BestStart Cornwall St  celebrating Samoan language week

Last month at BestStart Cornwall St in the Fetuao (Toddler) room, we celebrated Samoan language week. The Samoan language is our third most spoken language here in New Zealand, and it is really important that we maintain and promote the language and culture of Samoa. 

As we celebrate diversity here at our centre, it is important that we show our tamariki that their culture is valued here. We celebrated Samoan culture through stories and songs, art, as well as teaching our tamariki some simple words such as Tālofa lava: Hello, Mālō le soifua: Hello/Good health, O ā mai 'oe? How are you?, Manuia fa'afetai: Good, thank you, Manuia le aso: Have a great day, Tōfā soifua: Good bye. 

Ana, one of our Samoan Kaiako, bought some taro and sat down with our tamariki. First she asked them, "Do you know what vegetable this is? Have you seen this before? What do you think it tastes like? 

She then explained to the tamariki what the vegetable was and where it came from. She talked about how to prepare the taro to cook it and how to cook it as well. 

Taro, (Colocasia esculenta), also called eddo or dasheen, is a herbaceous plant of the arum family (Araceae) and its edible rootlike corm. Taro is probably native to southeastern Asia, whence it spread to Pacific islands and became a staple crop. It is cultivated for its large, starchy, spherical corms (underground stems), commonly known as "taro root," which are consumed as a cooked vegetable, made into puddings and breads, and also made into the Polynesian poi, a thin, pasty, highly digestible mass of fresh or fermented taro starch. The large leaves of the taro are commonly stewed. Taro is cultivated in rich well-drained soil. The corms are harvested seven months after planting. Taro leaves and corms are poisonous if eaten raw; the acrid calcium oxalate they contain must first be destroyed by heating.

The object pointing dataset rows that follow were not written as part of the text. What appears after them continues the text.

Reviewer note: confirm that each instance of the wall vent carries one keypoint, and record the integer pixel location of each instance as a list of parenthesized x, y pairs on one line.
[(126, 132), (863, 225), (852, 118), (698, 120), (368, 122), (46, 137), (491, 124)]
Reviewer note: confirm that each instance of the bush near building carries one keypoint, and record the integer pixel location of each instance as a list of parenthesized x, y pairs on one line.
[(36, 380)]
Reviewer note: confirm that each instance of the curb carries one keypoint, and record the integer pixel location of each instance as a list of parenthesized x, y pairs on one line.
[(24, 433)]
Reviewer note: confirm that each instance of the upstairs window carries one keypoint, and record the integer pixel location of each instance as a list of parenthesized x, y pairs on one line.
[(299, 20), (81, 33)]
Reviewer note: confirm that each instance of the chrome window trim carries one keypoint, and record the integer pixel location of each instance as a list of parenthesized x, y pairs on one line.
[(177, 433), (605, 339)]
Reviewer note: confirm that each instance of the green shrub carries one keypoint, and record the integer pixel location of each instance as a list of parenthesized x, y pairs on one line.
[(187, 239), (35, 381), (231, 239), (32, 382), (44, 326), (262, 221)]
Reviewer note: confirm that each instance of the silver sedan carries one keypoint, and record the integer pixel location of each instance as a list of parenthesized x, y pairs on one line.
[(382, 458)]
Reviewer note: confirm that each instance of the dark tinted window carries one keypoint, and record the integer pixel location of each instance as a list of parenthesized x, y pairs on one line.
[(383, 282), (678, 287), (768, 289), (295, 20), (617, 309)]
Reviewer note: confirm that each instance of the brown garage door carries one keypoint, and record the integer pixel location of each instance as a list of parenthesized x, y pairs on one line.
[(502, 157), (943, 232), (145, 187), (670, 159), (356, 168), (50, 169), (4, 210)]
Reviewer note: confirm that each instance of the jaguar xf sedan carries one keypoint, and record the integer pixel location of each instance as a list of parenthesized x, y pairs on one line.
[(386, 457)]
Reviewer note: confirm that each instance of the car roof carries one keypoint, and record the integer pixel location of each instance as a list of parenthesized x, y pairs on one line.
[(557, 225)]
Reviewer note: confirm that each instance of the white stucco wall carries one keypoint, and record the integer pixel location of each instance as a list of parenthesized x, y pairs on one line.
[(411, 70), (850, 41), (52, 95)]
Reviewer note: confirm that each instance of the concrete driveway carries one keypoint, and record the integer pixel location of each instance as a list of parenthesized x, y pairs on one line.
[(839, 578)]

She explained to tamariki that in Samoa, they don't have peelers, so cut of the bottom of a can to use that as a peeler to peel the taro. She bought one that she had made, and the tamariki were given an opportunity to have a go at peeling the taro. 

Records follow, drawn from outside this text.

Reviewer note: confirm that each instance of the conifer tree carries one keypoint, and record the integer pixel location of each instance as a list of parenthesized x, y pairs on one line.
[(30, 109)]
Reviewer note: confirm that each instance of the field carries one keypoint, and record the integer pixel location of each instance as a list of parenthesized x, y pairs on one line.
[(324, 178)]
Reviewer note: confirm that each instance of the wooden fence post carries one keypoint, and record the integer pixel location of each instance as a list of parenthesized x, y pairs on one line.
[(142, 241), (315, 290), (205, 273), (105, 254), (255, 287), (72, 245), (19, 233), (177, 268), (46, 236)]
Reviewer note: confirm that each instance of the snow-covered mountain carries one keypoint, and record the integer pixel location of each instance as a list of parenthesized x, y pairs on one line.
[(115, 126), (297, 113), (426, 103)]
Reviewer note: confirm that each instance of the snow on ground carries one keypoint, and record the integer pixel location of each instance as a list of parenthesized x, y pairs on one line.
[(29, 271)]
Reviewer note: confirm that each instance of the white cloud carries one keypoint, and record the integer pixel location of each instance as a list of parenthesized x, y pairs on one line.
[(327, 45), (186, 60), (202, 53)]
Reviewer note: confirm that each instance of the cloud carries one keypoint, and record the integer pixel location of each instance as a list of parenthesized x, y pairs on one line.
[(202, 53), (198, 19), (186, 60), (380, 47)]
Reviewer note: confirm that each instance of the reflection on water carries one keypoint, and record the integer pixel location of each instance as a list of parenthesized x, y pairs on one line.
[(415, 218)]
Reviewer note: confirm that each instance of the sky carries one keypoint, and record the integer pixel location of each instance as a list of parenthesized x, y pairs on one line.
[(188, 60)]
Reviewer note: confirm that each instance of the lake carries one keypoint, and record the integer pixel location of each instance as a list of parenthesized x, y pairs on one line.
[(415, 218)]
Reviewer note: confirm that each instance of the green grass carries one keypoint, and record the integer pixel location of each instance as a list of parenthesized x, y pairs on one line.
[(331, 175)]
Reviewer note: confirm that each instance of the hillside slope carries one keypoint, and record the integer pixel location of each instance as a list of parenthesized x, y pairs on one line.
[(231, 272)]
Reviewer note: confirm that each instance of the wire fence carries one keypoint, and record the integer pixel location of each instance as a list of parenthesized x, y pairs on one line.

They did really well in listening to Ana's instructions and showed such great persistence in giving it a go. We were so impressed with how well they did peeling the taro.  

Our tamariki got the opportunity to try some Samoan food. We shared with our whanau the importance of celebrating Samoan language week and the knowledge our tamariki had gained from being immersed in the culture during that week. 

At Best Start Cornwall St we celebrate cultural differences and aim to help children gain a positive awareness of their own and other cultures.